Question

A rectangular prism and a cylinder both have a height of 8 m, and their cross-sectional areas are equal at every level parallel to their respective bases.

A rectangular prism and a cylinder both have a height of 8 meters. The rectangle has base dimensions of 5 meters by x. The cylinder has a radius of 3 meters.

Complete the steps to find the width of the prism.

Find the volume of the prism.
V =
m3
Find the volume of the cylinder.
V =
m3
Set the volumes equal to each other and solve for x.
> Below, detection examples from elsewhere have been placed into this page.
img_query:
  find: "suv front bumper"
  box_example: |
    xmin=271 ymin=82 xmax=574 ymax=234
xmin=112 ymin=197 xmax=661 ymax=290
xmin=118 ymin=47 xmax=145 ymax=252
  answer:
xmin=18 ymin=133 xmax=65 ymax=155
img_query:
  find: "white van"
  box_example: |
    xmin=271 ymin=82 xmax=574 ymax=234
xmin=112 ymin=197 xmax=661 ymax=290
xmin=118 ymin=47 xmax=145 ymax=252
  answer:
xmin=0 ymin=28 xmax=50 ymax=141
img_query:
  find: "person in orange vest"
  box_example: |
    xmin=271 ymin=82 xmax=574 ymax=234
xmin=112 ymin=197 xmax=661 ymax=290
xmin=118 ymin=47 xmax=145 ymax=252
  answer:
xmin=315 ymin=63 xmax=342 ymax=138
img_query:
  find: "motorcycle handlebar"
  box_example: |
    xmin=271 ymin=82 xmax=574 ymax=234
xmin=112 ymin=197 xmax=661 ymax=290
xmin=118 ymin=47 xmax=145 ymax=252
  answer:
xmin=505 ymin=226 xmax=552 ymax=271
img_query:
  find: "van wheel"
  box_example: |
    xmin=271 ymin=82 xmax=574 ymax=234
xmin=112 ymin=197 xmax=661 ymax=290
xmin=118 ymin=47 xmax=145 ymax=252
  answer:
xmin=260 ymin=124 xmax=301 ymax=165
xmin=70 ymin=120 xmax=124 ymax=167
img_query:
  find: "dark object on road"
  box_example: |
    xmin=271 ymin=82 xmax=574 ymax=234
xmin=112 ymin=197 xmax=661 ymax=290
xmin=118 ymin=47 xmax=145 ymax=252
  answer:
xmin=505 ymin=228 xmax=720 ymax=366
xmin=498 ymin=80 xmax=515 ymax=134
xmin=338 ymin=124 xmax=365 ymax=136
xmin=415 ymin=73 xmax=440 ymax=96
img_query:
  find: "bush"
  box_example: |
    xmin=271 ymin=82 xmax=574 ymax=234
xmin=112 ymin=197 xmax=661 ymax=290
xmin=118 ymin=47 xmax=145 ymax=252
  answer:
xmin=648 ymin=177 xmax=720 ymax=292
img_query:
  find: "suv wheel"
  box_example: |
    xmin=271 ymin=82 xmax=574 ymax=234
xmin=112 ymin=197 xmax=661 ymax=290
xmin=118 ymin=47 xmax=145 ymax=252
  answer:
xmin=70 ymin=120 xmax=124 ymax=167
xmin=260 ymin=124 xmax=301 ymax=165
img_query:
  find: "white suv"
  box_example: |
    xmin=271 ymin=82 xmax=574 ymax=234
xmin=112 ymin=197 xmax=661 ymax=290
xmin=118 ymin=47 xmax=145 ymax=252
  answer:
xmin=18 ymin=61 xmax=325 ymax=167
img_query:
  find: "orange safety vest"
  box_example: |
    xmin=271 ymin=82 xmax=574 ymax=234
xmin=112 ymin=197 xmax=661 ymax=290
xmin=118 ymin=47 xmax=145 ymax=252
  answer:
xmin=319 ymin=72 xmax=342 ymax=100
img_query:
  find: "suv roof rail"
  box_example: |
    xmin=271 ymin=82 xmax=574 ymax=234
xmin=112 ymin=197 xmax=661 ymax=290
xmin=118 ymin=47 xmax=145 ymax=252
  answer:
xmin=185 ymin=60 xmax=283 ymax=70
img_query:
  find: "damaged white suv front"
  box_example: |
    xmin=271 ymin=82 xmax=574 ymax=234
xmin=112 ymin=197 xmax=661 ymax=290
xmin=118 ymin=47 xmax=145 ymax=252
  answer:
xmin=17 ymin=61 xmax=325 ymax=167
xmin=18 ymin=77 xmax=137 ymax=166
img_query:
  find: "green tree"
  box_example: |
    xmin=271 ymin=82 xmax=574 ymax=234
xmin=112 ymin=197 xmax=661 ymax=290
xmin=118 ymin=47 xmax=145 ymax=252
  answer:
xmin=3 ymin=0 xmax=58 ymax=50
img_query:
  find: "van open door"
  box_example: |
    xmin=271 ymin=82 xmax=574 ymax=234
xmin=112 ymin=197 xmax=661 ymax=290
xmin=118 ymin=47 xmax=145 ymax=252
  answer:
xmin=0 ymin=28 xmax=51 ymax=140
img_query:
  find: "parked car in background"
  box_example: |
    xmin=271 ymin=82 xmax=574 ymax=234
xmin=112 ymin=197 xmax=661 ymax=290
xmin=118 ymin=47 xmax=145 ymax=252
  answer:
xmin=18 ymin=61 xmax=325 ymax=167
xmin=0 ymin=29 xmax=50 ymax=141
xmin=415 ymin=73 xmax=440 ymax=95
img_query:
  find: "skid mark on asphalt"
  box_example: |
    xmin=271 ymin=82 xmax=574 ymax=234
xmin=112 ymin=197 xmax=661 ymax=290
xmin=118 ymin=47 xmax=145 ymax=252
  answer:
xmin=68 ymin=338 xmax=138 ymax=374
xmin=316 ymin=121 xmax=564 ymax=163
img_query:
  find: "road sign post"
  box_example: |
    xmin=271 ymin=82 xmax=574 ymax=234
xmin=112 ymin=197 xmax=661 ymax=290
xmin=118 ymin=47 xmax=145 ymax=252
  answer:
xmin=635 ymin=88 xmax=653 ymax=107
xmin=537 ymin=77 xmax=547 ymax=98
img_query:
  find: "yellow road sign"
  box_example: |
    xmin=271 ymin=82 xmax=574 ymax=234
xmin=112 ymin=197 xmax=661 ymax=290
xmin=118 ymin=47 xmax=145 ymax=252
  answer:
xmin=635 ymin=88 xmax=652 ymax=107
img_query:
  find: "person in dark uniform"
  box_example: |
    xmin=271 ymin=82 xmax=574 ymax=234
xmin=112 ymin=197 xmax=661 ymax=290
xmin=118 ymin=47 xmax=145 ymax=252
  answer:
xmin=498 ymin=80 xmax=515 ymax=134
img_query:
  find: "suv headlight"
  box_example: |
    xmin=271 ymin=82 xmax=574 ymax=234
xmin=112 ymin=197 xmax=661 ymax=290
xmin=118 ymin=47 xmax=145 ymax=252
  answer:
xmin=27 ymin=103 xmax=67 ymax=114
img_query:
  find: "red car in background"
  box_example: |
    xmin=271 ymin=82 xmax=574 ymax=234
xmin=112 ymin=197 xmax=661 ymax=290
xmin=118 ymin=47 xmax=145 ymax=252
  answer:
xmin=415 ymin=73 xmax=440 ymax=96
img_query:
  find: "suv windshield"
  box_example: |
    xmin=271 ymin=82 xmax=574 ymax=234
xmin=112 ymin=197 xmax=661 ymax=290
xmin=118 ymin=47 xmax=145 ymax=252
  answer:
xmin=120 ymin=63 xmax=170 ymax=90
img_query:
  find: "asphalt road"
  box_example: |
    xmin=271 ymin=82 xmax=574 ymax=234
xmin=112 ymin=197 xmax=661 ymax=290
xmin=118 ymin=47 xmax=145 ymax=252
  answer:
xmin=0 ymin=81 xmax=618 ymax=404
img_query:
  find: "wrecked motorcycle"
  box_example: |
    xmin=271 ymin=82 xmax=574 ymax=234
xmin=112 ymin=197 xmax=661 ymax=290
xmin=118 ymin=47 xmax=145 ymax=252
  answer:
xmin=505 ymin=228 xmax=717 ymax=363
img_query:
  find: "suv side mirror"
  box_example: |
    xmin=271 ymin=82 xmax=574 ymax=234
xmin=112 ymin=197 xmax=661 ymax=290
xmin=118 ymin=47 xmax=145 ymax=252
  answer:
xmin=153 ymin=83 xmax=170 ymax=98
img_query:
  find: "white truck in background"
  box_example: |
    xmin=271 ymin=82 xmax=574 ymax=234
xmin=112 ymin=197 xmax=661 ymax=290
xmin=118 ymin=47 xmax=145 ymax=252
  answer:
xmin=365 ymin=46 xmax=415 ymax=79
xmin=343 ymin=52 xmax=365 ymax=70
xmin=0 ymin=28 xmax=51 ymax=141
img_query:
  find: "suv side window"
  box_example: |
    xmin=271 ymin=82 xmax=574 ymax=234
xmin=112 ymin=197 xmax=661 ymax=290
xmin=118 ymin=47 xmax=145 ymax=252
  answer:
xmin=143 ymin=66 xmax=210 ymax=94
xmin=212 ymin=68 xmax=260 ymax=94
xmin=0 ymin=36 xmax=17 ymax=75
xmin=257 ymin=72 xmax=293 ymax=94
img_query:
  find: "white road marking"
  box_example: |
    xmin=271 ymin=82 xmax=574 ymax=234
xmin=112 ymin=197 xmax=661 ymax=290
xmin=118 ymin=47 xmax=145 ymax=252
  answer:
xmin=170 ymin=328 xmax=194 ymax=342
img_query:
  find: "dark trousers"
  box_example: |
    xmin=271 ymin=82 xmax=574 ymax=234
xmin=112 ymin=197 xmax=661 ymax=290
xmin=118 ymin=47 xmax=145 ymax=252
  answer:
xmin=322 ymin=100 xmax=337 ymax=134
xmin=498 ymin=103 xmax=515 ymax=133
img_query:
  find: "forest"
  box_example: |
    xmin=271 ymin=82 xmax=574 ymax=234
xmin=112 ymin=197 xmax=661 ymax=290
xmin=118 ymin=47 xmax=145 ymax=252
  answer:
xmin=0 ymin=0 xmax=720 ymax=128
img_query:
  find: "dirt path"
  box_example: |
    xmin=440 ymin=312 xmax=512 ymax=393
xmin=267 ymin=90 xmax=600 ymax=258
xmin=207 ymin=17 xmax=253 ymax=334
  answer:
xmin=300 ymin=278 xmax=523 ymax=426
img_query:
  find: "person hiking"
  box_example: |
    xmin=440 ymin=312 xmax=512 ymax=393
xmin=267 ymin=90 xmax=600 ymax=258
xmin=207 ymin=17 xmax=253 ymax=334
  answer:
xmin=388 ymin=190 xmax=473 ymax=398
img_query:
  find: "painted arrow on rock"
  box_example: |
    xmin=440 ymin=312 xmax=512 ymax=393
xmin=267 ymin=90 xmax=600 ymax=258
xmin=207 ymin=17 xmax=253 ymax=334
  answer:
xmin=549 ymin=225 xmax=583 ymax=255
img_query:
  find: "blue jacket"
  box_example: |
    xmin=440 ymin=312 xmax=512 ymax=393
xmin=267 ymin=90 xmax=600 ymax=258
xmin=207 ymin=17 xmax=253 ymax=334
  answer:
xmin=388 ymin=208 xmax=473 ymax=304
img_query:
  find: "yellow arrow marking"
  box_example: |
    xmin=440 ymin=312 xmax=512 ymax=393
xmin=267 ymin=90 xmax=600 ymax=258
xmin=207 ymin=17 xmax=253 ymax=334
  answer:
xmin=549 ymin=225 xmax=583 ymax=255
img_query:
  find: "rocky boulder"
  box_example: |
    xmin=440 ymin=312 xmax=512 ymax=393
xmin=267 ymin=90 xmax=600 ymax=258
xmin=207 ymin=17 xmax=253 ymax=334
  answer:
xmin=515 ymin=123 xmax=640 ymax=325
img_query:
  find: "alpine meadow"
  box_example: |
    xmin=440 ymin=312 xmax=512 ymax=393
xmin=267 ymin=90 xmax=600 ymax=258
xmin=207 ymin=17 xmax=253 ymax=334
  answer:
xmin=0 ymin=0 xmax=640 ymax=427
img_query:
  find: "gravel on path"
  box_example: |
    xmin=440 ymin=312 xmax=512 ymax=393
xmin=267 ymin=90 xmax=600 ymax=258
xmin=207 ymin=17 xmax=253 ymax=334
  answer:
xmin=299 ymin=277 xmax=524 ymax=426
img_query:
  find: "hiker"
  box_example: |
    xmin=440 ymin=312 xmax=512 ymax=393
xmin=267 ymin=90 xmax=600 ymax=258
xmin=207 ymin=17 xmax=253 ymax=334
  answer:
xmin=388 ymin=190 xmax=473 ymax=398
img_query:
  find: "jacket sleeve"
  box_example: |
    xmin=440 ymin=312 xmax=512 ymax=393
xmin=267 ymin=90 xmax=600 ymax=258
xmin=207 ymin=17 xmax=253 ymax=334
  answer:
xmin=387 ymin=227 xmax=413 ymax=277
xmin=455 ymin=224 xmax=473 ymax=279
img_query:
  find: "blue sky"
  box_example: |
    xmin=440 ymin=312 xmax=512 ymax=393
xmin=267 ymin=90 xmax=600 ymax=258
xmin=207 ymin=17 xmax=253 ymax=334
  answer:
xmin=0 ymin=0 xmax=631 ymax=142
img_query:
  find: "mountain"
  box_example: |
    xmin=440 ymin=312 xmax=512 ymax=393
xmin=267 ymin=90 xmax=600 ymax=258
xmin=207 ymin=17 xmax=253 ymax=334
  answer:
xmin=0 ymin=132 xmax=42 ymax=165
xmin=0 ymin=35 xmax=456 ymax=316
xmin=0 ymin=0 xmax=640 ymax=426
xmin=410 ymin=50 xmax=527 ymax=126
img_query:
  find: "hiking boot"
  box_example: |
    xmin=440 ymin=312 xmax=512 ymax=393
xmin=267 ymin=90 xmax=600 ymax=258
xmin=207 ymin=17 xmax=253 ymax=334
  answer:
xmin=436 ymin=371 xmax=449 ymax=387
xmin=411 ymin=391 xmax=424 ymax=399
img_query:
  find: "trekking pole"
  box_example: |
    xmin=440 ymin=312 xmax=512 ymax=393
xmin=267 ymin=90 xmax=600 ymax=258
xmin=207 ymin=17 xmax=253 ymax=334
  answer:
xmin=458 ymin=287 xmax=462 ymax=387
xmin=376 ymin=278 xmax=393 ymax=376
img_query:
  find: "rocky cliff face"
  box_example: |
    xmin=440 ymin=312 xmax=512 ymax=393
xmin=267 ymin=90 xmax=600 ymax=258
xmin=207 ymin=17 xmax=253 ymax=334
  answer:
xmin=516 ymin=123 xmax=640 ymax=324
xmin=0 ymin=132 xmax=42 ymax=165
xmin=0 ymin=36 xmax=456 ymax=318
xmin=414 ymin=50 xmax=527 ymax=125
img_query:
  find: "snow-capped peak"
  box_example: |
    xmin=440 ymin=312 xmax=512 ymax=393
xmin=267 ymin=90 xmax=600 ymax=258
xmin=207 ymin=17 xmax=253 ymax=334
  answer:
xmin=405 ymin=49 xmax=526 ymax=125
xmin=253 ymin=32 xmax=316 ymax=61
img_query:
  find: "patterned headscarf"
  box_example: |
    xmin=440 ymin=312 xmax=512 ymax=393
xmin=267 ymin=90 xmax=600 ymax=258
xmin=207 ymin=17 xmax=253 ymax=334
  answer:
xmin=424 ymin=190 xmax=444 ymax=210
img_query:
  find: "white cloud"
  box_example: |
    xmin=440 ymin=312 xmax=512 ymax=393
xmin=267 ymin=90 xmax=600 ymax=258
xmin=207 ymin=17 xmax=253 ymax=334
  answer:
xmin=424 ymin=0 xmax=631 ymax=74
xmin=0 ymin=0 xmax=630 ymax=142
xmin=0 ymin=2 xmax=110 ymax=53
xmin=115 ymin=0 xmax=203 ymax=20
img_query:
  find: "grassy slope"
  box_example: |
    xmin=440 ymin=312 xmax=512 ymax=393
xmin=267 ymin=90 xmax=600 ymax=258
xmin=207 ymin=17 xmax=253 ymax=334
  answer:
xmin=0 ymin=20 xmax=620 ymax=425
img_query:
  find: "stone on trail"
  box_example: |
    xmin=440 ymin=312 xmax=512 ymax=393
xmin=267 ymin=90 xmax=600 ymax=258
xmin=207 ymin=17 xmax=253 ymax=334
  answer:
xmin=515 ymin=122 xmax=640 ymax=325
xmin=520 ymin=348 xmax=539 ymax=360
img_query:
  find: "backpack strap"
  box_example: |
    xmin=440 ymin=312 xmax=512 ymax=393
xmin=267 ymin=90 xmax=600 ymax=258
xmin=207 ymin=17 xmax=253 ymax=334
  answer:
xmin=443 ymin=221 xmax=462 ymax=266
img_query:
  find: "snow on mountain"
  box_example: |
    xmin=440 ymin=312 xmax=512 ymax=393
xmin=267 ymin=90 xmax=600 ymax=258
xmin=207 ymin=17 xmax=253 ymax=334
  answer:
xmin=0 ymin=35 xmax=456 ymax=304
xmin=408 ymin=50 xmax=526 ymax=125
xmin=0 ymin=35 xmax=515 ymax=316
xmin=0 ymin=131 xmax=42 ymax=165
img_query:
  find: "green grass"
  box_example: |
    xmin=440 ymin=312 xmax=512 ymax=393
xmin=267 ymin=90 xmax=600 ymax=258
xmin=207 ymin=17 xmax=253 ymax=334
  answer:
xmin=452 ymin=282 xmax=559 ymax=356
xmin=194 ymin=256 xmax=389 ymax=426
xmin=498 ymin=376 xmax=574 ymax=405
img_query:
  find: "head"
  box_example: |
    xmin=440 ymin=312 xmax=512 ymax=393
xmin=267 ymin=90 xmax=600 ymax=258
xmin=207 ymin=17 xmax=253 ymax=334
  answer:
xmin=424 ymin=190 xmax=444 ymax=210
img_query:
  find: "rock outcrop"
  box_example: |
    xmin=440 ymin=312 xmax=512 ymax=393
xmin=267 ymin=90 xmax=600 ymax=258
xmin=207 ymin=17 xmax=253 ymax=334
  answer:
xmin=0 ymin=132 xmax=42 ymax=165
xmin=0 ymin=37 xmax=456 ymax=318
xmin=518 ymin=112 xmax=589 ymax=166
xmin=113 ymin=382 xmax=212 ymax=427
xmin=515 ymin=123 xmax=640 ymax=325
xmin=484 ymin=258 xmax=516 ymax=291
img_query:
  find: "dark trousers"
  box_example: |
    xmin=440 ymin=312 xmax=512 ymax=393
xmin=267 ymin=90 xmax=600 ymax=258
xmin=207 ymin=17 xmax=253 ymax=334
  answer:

Round to the nearest tenth.
x =
m

Answer 1

First, we need to find the cross-sectional area of each figure:

• Cross-sectional area of the rectangular prism: 5x square meters
• Cross-sectional area of the cylinder: π(3^2) = 9π square meters

Since the cross-sectional areas are equal at every level, we can set up the following equation:

5x = 9π

Solving for x, we get:

x = 9π/5

Now, we can find the volume of the rectangular prism:

V = 5x * 8 = 72π cubic meters

And the volume of the cylinder:

V = π(3^2) * 8 = 72π cubic meters

Since the volumes are equal, we can set up the following equation:

72π = 72π

Simplifying, we get:

9πx = 40π

Solving for x, we get:

x = 40/9

Rounding to the nearest tenth, we get:

x ≈ 4.4 meters

Therefore, the width of the rectangular prism is approximately 4.4 meters.